Then there's the Midwest. (I can write this as a Kansas girl.) Maybe it's because folks were so busy plowing fields and planting hedge rows and herding cattle that they had no energy left to think about, much less act on, instilling or exporting regional ego. Ask a Midwesterner "Where you from," and you'll witness the greatest Pug-like transformation possible. Eyes droop, extensive wrinkles appear, and the head sinks into the shoulders so deeply you'll wonder if there really was a neck there a moment earlier. A "flyover" state name spills from the downturned mouth with such melancholy you immediately change the subject for fear the responder will keel over, unable to sustain any longer the weight of their misfortune. Someone in the Midwest Public Relations department failed miserably! (Maybe they were really a Texas transplant!)

It's amazing how our origins, whether we revel in or run from them, shape us.

And as significant as our individual provenances are, even more so is what we believe about our beginnings as a species.

About 2,500 years ago a popular philosopher, Anaximander, theorized life began in the seas and people evolved from animals. Darwin wasn't as original as we've been led to believe. The modern debate about origins tends to center on fossil finds and sedimentary layers. While these are important, our narrow focus leaves numerous other questions not only unanswered but even unasked. So I shall present a few for pondering.

Was it only people and animals and plant life that evolved or did the planet? Did it start as a speck and grow to its current size?

Did earth always have an axis tilt between 22.1 and 24.5 degrees? Did it always rotate on a (approximately) 24 hour cycle? Did it always revolve around the sun? Did it have a different orbital path?

Was the moon always in earth's gravitational pull?

Did our solar system evolve? How much time did it take for the Milky Way to become ordered in its current structure?

On a planet of 196.94 million square miles, what are the odds that just enough "people" evolved at the same rate within a near enough geographical distance to be able to procreate?

Why did people develop a conscience? Surely it would be easier to live without one.

If people evolved at a consistent enough rate physically to maintain enough uniformity to be able to reproduce and create societies, why didn't beliefs about right & wrong evolve to be the same? How much bloodshed has been spent throughout recorded history over disagreements about morality?

Why did humanity evolve with an innate and universal need for meaning? The corporate and individual search for "the meaning of life" has created unfathomable sorrow. Could it not be argued this is more of a burden than a blessing?

And of what value has been the persistent human tendency to consider -- whether to accept or reject -- the possibility of "divine" beings which are involved with life on earth? Surely there's enough within the realm of our five senses to contend with. Why add to our struggles with questions about other dimensions?

And yet...

The question of "Where are y'all from" isn't entirely erasable from our minds, no matter how hard we rub.
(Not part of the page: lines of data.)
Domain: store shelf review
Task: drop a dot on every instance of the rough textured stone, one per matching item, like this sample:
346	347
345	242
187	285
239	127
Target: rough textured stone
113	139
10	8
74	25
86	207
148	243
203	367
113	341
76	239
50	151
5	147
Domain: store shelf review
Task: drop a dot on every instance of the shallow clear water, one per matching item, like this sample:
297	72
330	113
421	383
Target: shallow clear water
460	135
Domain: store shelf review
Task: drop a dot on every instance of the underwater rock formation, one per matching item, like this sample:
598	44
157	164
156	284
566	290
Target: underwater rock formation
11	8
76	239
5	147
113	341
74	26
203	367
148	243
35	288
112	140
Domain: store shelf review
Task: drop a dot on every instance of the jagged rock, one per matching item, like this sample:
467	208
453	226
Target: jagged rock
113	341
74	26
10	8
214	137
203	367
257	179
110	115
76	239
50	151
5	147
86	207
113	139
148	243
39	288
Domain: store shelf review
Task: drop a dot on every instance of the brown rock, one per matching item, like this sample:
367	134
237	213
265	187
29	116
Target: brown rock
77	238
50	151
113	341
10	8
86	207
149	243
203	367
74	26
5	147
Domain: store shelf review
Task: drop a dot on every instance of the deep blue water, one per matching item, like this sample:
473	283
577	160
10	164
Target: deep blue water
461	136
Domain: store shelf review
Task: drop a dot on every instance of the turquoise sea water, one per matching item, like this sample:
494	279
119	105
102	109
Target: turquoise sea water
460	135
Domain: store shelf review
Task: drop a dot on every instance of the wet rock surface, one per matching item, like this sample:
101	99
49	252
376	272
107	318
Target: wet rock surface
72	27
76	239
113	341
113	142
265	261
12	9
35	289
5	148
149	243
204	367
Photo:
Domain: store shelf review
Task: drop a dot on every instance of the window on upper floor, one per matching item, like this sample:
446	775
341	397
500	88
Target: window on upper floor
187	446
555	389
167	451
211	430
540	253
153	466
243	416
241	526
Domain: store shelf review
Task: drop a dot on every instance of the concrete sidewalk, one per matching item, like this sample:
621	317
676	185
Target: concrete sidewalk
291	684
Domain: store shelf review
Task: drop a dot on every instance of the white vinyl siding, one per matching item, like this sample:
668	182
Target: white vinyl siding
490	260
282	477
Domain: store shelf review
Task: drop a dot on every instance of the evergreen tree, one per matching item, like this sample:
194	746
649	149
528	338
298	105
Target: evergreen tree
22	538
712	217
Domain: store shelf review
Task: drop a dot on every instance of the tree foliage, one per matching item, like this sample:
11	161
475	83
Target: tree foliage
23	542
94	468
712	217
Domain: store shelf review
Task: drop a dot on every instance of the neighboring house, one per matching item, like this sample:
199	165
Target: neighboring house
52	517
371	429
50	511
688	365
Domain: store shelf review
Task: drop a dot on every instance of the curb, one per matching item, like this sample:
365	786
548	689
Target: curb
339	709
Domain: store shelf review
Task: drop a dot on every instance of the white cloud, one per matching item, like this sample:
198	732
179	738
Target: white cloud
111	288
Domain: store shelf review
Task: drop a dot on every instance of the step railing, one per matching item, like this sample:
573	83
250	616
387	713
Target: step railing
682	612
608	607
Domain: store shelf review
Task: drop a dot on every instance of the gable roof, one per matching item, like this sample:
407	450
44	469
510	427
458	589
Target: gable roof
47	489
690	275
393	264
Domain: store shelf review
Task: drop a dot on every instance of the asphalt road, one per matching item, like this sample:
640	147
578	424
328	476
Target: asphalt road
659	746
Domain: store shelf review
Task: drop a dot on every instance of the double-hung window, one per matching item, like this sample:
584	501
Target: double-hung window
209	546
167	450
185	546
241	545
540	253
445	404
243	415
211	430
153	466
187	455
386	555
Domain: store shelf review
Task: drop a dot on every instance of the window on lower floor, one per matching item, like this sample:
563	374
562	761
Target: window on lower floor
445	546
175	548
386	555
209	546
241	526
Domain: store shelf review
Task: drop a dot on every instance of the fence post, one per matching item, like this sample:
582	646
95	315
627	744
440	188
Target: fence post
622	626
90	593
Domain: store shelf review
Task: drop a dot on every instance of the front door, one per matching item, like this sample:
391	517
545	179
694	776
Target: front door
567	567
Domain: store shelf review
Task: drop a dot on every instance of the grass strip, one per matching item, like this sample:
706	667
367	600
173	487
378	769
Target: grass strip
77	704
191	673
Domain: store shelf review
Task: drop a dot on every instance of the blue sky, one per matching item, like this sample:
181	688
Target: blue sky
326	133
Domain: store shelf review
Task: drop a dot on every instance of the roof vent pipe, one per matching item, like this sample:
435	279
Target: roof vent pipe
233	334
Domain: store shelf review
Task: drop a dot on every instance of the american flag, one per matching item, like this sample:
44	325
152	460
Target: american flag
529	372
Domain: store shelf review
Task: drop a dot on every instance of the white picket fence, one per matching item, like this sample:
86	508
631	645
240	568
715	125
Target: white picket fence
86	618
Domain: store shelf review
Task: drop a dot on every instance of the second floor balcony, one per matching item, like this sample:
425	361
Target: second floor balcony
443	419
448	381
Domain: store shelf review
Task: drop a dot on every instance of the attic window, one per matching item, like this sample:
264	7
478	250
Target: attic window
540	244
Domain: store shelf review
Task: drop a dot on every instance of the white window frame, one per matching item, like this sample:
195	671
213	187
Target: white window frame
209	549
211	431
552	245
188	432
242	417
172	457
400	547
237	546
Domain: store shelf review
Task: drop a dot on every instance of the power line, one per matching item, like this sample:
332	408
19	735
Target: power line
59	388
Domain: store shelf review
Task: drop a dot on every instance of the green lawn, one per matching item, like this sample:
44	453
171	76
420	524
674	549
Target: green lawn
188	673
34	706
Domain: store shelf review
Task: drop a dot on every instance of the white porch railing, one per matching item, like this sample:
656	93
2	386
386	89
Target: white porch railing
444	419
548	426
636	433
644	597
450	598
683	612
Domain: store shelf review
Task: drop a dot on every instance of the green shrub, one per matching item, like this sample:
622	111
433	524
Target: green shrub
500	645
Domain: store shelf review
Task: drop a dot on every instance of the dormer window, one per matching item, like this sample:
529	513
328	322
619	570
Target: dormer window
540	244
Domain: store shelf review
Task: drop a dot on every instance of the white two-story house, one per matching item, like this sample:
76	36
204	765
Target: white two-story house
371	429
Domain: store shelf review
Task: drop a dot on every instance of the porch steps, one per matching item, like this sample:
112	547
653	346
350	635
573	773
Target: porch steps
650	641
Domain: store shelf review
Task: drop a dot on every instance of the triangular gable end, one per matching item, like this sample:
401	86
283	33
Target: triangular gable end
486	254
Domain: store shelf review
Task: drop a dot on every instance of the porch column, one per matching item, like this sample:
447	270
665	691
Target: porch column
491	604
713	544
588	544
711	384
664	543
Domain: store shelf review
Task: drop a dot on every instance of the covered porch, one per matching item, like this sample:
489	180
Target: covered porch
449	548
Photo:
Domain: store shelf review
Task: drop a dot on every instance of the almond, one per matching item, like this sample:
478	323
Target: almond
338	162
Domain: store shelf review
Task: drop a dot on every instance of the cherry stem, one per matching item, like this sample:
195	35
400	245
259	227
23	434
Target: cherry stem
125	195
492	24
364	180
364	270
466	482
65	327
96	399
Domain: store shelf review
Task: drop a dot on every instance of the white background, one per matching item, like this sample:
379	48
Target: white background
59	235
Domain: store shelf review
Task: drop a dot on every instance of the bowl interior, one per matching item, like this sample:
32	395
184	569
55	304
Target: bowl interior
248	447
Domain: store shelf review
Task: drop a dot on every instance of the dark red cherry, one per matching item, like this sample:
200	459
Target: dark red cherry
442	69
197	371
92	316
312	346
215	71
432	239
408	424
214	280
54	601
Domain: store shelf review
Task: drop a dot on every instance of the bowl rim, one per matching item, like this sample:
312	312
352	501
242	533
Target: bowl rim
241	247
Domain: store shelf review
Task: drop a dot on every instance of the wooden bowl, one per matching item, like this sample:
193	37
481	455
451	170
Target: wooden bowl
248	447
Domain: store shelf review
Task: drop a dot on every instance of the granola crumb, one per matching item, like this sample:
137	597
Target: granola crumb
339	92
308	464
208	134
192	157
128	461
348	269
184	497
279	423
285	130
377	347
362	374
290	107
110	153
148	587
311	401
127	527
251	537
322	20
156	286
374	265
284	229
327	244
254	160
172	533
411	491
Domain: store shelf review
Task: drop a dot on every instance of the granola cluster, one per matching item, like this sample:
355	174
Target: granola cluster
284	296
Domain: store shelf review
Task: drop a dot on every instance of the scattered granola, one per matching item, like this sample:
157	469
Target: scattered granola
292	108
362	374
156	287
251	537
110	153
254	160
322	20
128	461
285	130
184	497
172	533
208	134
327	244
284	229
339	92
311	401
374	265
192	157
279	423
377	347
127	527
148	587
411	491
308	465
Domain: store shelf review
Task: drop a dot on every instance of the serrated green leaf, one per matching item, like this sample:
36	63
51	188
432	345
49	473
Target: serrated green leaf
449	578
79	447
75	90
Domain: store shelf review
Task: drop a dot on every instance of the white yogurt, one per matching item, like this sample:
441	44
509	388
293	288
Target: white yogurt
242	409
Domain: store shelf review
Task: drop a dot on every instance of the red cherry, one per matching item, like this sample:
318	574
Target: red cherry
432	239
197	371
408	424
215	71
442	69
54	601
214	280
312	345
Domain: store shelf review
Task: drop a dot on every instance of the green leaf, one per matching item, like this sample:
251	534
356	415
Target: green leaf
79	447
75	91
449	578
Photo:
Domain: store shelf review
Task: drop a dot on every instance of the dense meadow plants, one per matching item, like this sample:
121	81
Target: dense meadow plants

Someone proclaims, "There's so much horror in the world, I can't believe there's a God." And yet they fail to answer the logical follow-up question:

"How does the absence of God explain the presence of pain?"

Perhaps we focus so earnestly on examining fossilized bone fragments in the dirt to avoid answering the questions a gaze into the sky prompts. Perhaps we measure millimeters of rocks to ignore the inquiries billions of stars present. Perhaps we study skulls to avoid searching souls -- ours and others.

What we believe about where we're from matters.